«Figures
pas tristes du chevalier», Isabelle Rüf
Les grands mythes n'en finissent pas de susciter de nouveaux écrits.
Ainsi Stéphane Zagdanski revisite le chef-d'œuvre de
Cervantès avec des artistes suisses
On reconnaît un grand mythe à sa descendance. Depuis
quatre cents ans, le Quichotte n'en finit pas de susciter des exégèses
et des récits. En cette année anniversaire, voici
[une] de ces relectures, une collaboration entre des artistes suisses
et un auteur français.
Paysage avec don Quichotte est né d'un lieu : au XVIIIe siècle,
la grande salle du Manoir de Martigny aurait été ornée
de peintures représentant les aventures du Chevalier à
la triste figure. Ont-elles existé ? Il n'en reste pas trace,
mais ce fantôme a inspiré trois jeunes artistes, Philippe
et Stéphane Fretz, Stéphane Zaech. Ils ont réalisé
à trois, sur mesure, des panneaux évoquant le combat
contre les moulins. Aujourd'hui à leur tour disparues des
murs du Manoir, ces peintures rythment un ouvrage que parcourt,
une
phrase par page, une nouvelle de Stéphane Zagdanski, DQ 2005.

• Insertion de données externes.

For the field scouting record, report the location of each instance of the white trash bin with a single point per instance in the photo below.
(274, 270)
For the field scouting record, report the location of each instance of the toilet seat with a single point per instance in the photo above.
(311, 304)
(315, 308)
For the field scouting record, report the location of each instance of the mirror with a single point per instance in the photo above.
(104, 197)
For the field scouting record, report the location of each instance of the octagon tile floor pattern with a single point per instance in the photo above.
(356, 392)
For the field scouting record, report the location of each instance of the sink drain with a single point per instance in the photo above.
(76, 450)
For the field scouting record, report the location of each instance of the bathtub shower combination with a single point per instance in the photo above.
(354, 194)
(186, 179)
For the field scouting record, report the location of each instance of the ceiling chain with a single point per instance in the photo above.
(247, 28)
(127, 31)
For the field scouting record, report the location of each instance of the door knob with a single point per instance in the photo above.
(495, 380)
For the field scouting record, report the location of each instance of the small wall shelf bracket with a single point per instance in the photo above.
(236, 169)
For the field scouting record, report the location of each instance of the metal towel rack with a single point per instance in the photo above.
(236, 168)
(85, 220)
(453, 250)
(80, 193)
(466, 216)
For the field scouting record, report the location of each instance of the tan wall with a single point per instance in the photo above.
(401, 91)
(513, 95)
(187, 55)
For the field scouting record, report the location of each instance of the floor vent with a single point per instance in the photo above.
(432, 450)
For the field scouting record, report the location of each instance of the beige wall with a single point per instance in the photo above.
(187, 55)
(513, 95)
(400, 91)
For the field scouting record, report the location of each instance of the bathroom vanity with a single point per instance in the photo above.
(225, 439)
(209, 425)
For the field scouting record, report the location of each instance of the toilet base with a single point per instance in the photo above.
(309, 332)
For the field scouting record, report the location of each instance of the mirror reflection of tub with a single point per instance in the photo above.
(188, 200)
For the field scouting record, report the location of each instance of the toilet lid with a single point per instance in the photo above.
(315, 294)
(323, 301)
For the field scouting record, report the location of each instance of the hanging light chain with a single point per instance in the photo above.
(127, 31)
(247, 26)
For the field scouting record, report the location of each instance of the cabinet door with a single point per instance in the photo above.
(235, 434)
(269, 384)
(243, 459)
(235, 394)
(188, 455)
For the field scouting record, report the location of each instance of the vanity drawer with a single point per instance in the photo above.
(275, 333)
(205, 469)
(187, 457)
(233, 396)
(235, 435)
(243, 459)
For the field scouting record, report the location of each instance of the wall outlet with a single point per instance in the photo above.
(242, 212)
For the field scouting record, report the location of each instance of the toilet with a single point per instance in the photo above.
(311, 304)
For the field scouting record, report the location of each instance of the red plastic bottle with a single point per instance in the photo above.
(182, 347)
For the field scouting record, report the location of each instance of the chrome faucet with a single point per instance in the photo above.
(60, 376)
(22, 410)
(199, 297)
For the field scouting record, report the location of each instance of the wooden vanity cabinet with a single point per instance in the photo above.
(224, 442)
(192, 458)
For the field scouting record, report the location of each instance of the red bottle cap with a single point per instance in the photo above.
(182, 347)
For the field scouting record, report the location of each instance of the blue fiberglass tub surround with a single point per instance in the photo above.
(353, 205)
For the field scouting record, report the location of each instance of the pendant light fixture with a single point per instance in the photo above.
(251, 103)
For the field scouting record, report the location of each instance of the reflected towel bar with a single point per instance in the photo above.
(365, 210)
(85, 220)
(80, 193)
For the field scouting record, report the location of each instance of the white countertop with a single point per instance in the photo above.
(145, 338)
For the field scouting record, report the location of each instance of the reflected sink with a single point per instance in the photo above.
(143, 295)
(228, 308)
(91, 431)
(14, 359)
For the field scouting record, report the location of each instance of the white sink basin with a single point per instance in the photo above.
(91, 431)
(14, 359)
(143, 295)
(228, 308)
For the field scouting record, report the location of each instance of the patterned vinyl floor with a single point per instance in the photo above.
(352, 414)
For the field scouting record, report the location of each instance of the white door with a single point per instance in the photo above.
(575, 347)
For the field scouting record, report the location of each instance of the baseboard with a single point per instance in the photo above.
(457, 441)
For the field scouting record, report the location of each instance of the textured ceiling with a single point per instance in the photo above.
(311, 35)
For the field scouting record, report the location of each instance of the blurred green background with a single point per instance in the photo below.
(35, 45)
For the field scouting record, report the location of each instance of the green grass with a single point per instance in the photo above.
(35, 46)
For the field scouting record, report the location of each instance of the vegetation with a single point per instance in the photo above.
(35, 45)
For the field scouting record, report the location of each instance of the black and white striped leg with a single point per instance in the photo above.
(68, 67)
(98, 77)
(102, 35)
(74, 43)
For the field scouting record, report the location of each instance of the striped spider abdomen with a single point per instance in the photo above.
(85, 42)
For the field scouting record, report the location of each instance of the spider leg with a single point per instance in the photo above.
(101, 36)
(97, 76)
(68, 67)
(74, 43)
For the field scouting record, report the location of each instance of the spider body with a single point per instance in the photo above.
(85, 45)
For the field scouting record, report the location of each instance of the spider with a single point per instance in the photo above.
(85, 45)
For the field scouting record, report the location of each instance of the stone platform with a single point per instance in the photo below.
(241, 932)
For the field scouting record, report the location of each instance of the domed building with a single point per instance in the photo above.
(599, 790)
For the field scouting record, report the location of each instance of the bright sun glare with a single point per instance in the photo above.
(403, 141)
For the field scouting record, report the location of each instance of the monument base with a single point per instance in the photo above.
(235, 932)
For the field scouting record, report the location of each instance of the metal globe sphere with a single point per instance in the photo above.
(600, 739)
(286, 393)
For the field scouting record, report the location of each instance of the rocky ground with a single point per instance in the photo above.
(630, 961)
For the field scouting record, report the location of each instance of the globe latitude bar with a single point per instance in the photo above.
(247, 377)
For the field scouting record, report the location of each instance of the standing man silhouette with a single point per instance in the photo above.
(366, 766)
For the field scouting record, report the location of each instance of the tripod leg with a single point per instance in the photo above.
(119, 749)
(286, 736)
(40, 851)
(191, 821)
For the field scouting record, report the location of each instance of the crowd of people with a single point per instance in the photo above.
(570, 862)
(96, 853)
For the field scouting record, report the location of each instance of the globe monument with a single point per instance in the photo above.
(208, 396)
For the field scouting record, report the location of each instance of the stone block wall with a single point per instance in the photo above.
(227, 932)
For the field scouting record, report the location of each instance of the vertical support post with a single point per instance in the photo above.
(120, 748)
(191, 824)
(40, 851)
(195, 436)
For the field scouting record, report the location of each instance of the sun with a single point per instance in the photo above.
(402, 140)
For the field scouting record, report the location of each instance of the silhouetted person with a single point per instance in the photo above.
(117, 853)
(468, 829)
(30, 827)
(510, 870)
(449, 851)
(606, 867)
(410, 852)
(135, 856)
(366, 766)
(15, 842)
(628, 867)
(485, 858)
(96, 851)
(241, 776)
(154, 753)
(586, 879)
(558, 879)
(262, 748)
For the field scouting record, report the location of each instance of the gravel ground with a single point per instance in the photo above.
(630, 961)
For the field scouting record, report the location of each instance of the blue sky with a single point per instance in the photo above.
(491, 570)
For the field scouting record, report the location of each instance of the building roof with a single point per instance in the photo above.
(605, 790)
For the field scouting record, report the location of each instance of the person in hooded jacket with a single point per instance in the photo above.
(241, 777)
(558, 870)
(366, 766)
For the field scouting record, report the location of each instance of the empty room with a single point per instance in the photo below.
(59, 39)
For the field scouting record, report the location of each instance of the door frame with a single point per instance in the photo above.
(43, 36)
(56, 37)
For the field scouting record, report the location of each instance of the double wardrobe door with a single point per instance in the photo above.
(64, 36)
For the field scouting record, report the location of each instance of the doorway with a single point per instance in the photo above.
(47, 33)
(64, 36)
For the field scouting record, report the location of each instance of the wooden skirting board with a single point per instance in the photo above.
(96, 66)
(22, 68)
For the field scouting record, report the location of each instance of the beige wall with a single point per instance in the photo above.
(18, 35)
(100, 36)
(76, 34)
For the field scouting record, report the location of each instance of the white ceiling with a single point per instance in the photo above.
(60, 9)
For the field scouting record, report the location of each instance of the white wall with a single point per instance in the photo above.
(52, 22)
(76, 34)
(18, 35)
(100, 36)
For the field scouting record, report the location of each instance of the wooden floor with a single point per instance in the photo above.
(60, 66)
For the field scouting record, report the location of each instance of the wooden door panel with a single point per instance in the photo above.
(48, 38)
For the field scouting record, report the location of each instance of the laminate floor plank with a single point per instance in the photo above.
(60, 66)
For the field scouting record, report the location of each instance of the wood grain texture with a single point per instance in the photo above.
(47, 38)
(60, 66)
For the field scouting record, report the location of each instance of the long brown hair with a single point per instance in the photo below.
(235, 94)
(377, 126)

Le vieil utopiste s'exprime en une langue archaïque, d'un classicisme
qui jure avec ses tentatives de modernisme - il circule en
trottinette - et avec les graphies phonétiques de sa
bien-aimée quand il «chatte» avec elle sur Internet.

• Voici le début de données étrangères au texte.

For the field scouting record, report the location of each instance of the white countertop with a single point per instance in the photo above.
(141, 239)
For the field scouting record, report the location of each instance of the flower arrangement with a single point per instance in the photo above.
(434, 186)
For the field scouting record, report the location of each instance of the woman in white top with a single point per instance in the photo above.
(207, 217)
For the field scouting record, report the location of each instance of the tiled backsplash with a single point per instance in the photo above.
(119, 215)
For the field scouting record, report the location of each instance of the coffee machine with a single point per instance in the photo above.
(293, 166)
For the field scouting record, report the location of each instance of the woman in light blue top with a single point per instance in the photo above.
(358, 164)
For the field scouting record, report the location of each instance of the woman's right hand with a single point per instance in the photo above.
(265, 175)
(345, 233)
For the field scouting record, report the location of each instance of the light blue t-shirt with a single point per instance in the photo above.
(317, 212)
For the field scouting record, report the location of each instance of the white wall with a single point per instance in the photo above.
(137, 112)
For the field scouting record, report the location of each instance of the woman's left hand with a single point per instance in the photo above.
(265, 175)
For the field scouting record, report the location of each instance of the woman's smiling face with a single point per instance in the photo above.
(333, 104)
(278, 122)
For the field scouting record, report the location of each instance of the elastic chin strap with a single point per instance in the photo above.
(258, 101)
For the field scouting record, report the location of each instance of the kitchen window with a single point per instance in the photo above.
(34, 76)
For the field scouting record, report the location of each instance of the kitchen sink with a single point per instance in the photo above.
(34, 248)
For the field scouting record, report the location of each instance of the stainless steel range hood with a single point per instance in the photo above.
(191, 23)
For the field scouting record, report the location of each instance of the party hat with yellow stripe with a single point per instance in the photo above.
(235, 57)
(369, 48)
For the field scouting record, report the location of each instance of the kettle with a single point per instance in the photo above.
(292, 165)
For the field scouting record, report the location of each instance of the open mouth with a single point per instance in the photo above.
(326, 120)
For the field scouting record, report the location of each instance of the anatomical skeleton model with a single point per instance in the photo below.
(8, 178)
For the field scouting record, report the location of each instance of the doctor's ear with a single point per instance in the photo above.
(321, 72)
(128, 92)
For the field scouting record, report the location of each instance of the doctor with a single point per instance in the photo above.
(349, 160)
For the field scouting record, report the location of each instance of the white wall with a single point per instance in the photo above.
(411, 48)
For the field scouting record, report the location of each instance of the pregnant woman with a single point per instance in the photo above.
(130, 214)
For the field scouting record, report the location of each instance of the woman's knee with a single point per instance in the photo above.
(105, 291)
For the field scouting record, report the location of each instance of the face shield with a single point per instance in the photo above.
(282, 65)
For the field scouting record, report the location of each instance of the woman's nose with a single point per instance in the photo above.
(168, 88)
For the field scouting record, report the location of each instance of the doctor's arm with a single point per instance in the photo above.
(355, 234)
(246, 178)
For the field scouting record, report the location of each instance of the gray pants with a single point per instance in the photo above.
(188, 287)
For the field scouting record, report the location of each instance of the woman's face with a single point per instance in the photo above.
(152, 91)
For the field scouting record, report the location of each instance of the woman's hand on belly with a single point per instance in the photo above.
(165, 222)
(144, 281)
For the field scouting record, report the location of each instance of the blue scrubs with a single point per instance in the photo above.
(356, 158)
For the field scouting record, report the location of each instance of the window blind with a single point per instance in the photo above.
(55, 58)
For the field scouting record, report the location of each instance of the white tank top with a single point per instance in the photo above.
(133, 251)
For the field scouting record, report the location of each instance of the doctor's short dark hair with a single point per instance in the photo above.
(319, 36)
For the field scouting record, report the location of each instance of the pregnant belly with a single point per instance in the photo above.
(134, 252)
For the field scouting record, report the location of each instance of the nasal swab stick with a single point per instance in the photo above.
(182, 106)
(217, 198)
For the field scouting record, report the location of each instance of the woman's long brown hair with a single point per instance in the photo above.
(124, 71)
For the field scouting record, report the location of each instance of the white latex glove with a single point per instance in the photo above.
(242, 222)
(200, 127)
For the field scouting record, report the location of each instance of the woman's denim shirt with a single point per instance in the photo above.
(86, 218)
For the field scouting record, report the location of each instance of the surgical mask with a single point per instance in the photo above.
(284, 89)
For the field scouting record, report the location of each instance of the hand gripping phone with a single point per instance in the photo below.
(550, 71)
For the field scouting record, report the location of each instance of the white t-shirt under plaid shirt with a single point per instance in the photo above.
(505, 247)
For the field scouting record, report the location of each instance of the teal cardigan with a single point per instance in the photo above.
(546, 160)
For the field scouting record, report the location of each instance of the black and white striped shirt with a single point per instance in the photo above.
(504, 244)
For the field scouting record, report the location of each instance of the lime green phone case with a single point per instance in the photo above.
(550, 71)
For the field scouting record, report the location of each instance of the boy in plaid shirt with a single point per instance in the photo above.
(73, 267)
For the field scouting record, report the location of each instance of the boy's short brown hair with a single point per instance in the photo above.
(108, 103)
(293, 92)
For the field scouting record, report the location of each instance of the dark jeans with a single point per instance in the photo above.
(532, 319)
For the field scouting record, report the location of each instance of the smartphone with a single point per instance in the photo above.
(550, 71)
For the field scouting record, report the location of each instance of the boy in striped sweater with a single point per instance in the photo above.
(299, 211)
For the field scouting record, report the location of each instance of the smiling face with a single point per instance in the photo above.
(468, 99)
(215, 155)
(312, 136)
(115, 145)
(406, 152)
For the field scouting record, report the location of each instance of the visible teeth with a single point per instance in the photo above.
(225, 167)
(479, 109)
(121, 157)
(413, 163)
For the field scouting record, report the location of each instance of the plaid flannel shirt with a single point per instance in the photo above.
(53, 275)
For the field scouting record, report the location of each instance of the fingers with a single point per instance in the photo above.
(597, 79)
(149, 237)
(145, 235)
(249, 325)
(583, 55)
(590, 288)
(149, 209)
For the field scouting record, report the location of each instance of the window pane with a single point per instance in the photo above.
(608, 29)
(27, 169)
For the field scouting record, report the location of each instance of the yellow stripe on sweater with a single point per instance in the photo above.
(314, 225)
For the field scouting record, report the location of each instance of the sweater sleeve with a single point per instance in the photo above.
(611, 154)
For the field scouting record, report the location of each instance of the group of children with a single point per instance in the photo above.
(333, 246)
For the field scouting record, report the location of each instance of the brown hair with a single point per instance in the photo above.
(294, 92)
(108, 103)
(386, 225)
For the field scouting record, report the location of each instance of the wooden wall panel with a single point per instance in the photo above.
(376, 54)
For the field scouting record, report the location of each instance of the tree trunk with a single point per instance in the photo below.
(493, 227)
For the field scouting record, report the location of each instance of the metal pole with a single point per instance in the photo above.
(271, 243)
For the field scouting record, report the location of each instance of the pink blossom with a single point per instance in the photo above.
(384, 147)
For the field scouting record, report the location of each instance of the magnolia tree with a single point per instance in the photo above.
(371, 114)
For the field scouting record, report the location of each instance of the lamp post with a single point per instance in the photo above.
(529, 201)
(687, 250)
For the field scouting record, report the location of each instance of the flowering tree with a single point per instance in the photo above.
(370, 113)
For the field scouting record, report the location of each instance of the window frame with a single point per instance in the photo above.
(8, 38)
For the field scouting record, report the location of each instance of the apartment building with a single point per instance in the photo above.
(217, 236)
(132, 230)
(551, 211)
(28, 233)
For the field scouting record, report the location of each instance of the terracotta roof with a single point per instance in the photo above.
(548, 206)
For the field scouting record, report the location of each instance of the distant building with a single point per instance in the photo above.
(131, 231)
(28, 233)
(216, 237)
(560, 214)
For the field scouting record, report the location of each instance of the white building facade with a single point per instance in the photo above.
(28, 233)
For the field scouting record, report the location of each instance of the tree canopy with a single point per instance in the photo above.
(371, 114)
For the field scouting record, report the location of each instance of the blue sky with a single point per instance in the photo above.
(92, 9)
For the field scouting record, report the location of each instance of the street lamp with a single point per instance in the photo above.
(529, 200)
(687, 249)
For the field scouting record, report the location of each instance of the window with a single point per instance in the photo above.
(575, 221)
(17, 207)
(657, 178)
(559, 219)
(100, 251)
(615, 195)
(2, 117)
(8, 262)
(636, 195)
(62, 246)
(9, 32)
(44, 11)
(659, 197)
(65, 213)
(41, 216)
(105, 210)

Pour sa Dulcinée, dite «du Botulisme», il cherche
un présent dans la galerie marchande qu'est devenu le Grand
Louvre : un nouveau portable, bien sûr. Cette satire plaisante,
sur le mode du «troubadourisme techno», se trouve aussi
dans le recueil Jouissance du temps (Fayard, 2005), dont chaque
nouvelle exerce un style d'écriture différent.
En annexe de cet ouvrage magnifiquement édité, Stéphane
Zagdanski déplie quelques significations du Quichotte au
cours d'un exposé passionnant, Cervantès émancipé.

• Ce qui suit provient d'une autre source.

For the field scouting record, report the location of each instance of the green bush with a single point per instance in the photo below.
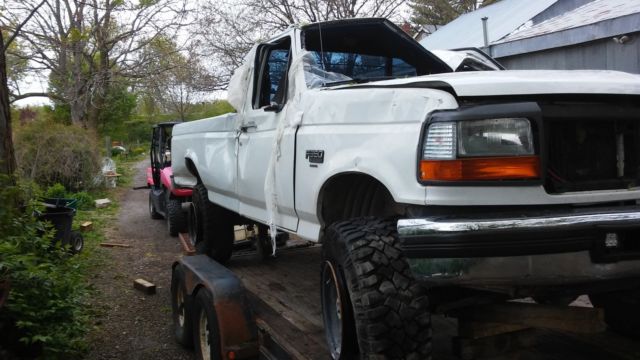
(45, 315)
(50, 153)
(56, 190)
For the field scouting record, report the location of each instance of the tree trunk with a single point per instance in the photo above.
(7, 156)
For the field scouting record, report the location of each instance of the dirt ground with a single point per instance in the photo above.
(133, 325)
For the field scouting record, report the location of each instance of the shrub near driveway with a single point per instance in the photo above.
(50, 153)
(44, 315)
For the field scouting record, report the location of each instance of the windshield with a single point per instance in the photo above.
(358, 51)
(328, 68)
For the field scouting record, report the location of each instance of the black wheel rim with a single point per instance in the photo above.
(193, 224)
(203, 335)
(332, 310)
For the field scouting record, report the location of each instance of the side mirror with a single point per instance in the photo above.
(274, 107)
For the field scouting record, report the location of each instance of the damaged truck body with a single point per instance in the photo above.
(428, 188)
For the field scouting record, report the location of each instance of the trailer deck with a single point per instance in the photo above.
(285, 303)
(285, 299)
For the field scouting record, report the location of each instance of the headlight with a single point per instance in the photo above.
(488, 149)
(495, 137)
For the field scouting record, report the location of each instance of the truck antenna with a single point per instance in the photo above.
(321, 47)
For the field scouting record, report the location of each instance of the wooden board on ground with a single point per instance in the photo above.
(144, 286)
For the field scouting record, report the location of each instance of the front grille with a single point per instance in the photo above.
(591, 146)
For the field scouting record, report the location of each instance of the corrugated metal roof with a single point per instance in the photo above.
(591, 13)
(504, 17)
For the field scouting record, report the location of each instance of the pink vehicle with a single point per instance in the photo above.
(165, 200)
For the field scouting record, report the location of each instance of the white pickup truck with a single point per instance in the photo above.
(425, 185)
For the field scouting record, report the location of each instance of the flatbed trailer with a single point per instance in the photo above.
(273, 310)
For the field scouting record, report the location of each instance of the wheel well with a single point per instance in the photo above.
(192, 168)
(353, 195)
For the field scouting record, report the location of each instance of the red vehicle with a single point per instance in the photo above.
(165, 200)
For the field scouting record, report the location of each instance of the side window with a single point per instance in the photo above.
(271, 79)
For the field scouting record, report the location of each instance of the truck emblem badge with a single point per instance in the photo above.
(315, 156)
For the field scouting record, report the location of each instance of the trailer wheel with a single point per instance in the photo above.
(621, 311)
(210, 230)
(176, 219)
(367, 286)
(181, 309)
(152, 209)
(205, 329)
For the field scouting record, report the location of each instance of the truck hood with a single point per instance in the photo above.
(520, 82)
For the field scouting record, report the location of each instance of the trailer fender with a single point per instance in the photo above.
(238, 331)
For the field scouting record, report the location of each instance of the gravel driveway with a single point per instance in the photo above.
(132, 325)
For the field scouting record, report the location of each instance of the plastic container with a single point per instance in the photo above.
(61, 202)
(61, 217)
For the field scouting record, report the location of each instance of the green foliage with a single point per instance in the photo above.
(441, 12)
(56, 190)
(119, 105)
(85, 200)
(48, 289)
(60, 154)
(210, 109)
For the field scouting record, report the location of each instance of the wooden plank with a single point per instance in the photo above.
(86, 226)
(300, 345)
(102, 203)
(187, 247)
(144, 286)
(564, 318)
(476, 330)
(491, 346)
(115, 245)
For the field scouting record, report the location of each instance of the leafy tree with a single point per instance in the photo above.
(7, 155)
(441, 12)
(87, 46)
(228, 28)
(184, 83)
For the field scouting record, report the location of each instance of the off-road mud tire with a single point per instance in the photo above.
(153, 213)
(621, 311)
(203, 307)
(176, 218)
(389, 308)
(181, 309)
(211, 227)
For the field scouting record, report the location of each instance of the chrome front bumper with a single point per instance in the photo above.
(426, 227)
(553, 249)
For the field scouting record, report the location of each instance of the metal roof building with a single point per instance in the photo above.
(567, 34)
(504, 17)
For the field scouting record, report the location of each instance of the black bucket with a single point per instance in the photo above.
(61, 218)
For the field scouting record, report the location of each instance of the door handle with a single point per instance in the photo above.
(247, 126)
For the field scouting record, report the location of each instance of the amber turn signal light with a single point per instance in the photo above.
(469, 169)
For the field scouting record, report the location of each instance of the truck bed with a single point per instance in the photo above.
(284, 293)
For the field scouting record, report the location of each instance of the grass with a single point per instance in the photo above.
(51, 303)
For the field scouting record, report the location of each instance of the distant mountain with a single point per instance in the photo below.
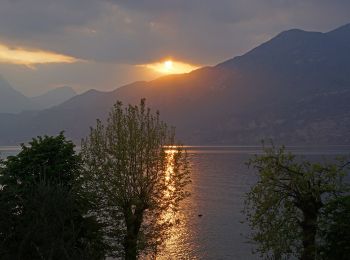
(12, 101)
(53, 97)
(294, 88)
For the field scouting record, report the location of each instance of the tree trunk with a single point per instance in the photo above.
(133, 223)
(309, 229)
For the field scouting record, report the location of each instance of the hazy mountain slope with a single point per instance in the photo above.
(12, 101)
(294, 88)
(53, 97)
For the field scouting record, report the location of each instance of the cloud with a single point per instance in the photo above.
(30, 58)
(114, 35)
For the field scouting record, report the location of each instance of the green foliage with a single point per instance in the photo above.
(335, 229)
(283, 208)
(138, 175)
(42, 212)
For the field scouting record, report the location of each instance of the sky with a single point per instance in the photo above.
(104, 44)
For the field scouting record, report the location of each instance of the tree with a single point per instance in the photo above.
(284, 207)
(42, 211)
(139, 175)
(335, 229)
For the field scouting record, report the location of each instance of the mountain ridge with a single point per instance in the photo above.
(294, 88)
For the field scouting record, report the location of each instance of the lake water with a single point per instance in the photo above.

De ce livre qui contient «de tout», le critique retient
l'apparition du roman dans le roman, de la critique et du plagiat
dans le roman, ces formes qui n'ont cessé d'irriguer la littérature
moderne. «El ingenioso hidalgo» serai l'«engin»
de son créateur qui se venge, à travers lui, des «avanies»
que les Turcs lui ont fait subir, cinq ans prisonnier dans les geôles
d'Alger. On apprend en passant que les avanies sont les rançons
exigées par les Turcs. Cette étude, qui se nourrit
de Baltazar Gracian, de Kafka, de Hegel, est une belle incitation
à la (re)lecture du chef-d'œuvre. (On peut aussi visionner
sur www.zagdanski.com la
lecture que l'auteur a faite de ce texte au Manoir de Martigny.)